Ippolita Baldini torna in scena con la prima parte dell'esilarante saga: «Così ho tradito l'alta borghesia»

Mimmo di Marzio

«Signori si nasce e io modestamente lo nacqui», diceva il principe Antonio de Curtis, uno che di teatro se ne intendeva. E il sangue blu è un archetipo che si presta alla comicità di razza, quella che tra farsa e tragedia mette a nudo le miserie umane e gli equivoci della vita. La nobiltà «2.0» è stato lo spunto che ha regalato al teatro il talento di Ippolita Baldini, nuovamente in scena al teatro della Cooperativa con il suo monologo Mia madre è una marchesa, primo episodio di una saga che vedrà presto in cartellone anche la seconda puntata. La marchesa, personaggio autobiografico e in qualche modo alter ego dell'attrice, è la metafora di un viaggio semiserio verso la verità che, per essere davvero tale, deve rompere schemi e sovrastrutture: quelli familiari e sociali, anzitutto. Nello spettacolo scritto con Emanuele Aldrovandi con la regia di Camilla Brison, Ippolita inventa la parodia del rapporto con una madre aristocraticamente delusa nelle sue aspettative verso una figlia che sceglie di fare l'artista. «È la mia storia - racconta l'attrice - ma in fondo incarna in maniera grottesca un dramma che accomuna tutte le madri nella storia dell'umanità: la paura e le attese sul futuro della propria figlia». Ma di un dramma si ride? «Soprattutto si ride - dice la Baldini - perchè è soltanto dalle tragedie più grandi, in questo caso quella di una figlia allo sbando, che può nascere l'ironia intelligente, quella con la i maiuscola».

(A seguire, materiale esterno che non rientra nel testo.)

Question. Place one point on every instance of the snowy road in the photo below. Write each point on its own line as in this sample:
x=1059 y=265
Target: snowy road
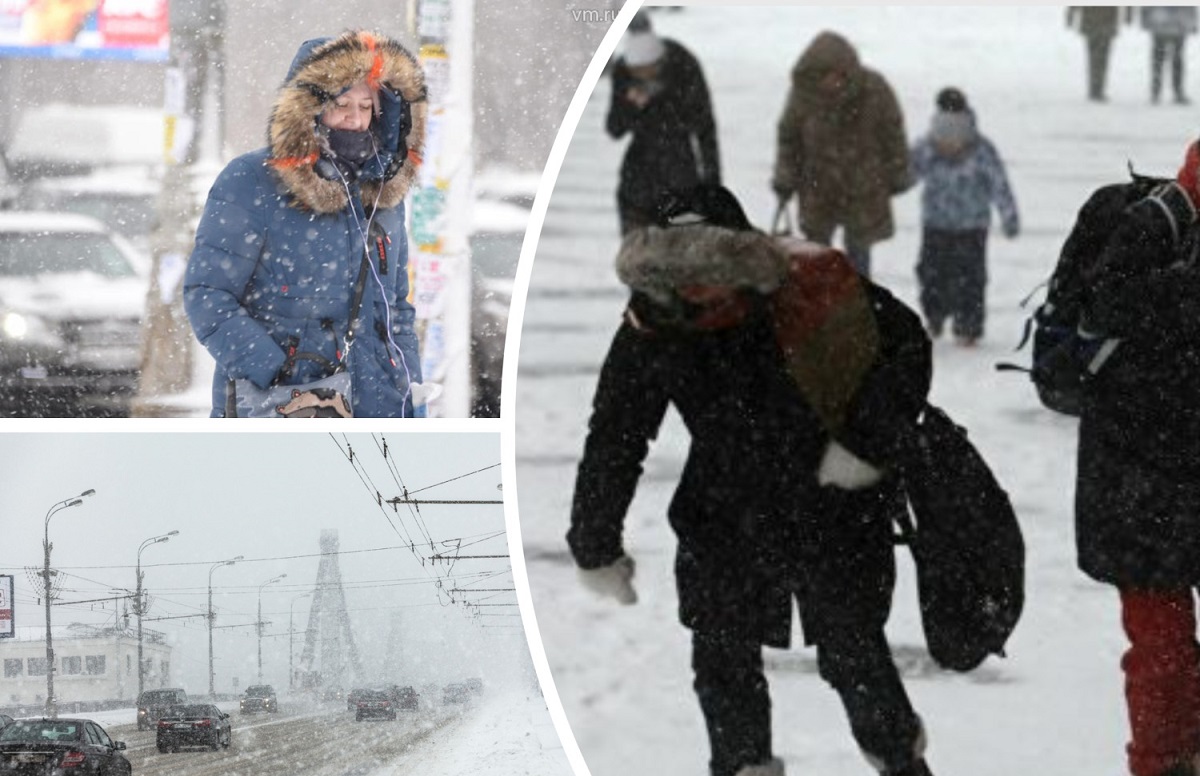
x=1055 y=704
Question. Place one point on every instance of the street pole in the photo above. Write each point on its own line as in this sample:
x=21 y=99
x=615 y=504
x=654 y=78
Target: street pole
x=261 y=624
x=213 y=692
x=52 y=708
x=292 y=671
x=139 y=603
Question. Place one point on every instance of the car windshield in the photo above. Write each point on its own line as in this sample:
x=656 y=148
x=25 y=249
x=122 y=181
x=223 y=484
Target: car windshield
x=31 y=253
x=40 y=731
x=191 y=711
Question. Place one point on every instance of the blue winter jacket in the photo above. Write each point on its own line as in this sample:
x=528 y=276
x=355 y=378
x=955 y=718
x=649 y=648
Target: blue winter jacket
x=960 y=190
x=283 y=234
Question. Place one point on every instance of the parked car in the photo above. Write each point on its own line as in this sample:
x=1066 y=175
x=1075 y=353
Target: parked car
x=126 y=203
x=60 y=746
x=259 y=698
x=155 y=703
x=455 y=692
x=352 y=698
x=403 y=697
x=71 y=300
x=375 y=704
x=193 y=725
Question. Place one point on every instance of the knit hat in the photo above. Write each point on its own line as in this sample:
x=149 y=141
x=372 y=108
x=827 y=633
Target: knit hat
x=1189 y=173
x=952 y=100
x=641 y=47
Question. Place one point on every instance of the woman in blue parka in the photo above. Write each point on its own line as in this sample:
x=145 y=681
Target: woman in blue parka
x=291 y=230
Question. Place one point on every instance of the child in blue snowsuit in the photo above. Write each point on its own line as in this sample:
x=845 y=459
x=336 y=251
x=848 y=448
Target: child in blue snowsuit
x=963 y=178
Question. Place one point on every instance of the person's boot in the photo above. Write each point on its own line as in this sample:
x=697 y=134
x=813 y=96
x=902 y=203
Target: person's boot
x=919 y=768
x=774 y=767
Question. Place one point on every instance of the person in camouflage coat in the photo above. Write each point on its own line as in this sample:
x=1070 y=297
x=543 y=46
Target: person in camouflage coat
x=843 y=150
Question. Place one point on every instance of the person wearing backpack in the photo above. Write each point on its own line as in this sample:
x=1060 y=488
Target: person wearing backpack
x=964 y=176
x=1138 y=488
x=772 y=504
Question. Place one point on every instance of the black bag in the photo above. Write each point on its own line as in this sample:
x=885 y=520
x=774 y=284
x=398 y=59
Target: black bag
x=1063 y=355
x=966 y=545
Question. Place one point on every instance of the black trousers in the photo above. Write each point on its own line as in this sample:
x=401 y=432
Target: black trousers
x=953 y=274
x=735 y=698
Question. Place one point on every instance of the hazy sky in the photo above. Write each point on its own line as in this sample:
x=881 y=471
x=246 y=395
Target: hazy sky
x=268 y=497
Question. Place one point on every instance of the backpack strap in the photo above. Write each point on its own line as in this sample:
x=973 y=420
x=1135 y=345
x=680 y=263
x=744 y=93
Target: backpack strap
x=1176 y=206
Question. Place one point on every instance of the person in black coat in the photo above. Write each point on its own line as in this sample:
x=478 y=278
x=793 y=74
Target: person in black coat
x=1138 y=493
x=787 y=491
x=660 y=97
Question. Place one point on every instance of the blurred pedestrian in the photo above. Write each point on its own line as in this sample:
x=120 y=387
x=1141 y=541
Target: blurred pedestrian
x=964 y=176
x=1138 y=489
x=798 y=382
x=660 y=97
x=295 y=233
x=1098 y=25
x=1169 y=28
x=841 y=150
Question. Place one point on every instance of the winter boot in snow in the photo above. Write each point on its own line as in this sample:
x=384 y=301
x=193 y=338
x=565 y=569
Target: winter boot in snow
x=918 y=768
x=774 y=767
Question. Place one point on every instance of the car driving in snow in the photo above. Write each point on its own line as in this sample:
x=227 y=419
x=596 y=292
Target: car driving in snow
x=259 y=698
x=60 y=746
x=71 y=300
x=193 y=725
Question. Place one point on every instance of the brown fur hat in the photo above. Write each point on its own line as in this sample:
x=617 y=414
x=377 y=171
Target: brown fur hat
x=315 y=80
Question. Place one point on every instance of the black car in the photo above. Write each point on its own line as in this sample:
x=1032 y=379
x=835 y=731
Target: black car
x=375 y=704
x=455 y=692
x=154 y=703
x=403 y=697
x=259 y=698
x=195 y=725
x=41 y=746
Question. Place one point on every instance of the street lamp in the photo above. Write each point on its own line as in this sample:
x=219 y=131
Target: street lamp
x=292 y=672
x=139 y=606
x=213 y=692
x=261 y=624
x=52 y=708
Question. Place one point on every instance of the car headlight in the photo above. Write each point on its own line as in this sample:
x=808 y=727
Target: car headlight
x=27 y=328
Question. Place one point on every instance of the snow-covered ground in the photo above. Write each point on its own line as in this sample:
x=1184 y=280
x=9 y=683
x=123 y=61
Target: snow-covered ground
x=1055 y=705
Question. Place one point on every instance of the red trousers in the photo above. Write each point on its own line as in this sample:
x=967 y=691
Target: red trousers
x=1162 y=672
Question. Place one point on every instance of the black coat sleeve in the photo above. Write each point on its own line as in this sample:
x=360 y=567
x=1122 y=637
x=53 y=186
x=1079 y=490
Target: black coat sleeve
x=894 y=391
x=627 y=411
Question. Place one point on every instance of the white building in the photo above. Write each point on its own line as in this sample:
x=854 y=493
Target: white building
x=91 y=665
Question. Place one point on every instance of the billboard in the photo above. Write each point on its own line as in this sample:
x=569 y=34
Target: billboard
x=85 y=29
x=6 y=629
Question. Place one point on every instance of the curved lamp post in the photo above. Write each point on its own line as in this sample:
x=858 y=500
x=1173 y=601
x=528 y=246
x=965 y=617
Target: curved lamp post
x=213 y=617
x=52 y=707
x=261 y=624
x=141 y=606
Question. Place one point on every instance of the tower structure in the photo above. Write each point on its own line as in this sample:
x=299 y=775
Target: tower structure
x=329 y=650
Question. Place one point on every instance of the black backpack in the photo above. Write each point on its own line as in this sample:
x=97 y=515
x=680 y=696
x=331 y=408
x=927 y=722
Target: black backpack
x=966 y=543
x=1063 y=355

Ippolita affronta volentieri la ripresa di questo spettacolo, malgrado nell'ultimo anno sia stata impegnata in altri progetti tra cui il fortunato spettacolo L'ho fatto per il mio Paese, tragicommedia scritta da Antonio Cornacchione insieme a Francesco Freyrie e Andrea Zalone, già autori di Maurizio Crozza. E malgrado sia reduce dal montaggio della «Marchesa 2» che ha già debuttato a Lodi il giorno della festa della donna. «Il fil rouge, e anche la verve comica, sono gli stessi - dice l'attrice - Nella prima piéce sono presenti tutti i paradossi dell'uscita dal marchesato di una figlia degenere che, con la scelta del teatro, sconquassa tutti gli equilibri consolidati dell'alta borghesia.

Nella seconda parte invece, ecco la nostra eroina che, nella ricerca spasmodica di una nuova famiglia (beninteso lontanissima dai canoni tradizionali), mette a nudo tutto il suo essere banderuola, sempre pronta ad invaghirsi di un nuovo ideale». Ma intanto il tempo passa e la mamma marchesa, ormai lontana ma proprio per questo sempre più presente in ogni nuovo luogo, ricorda sempre più l'indimenticabile jewish mother delle New York Stories di Woody Allen.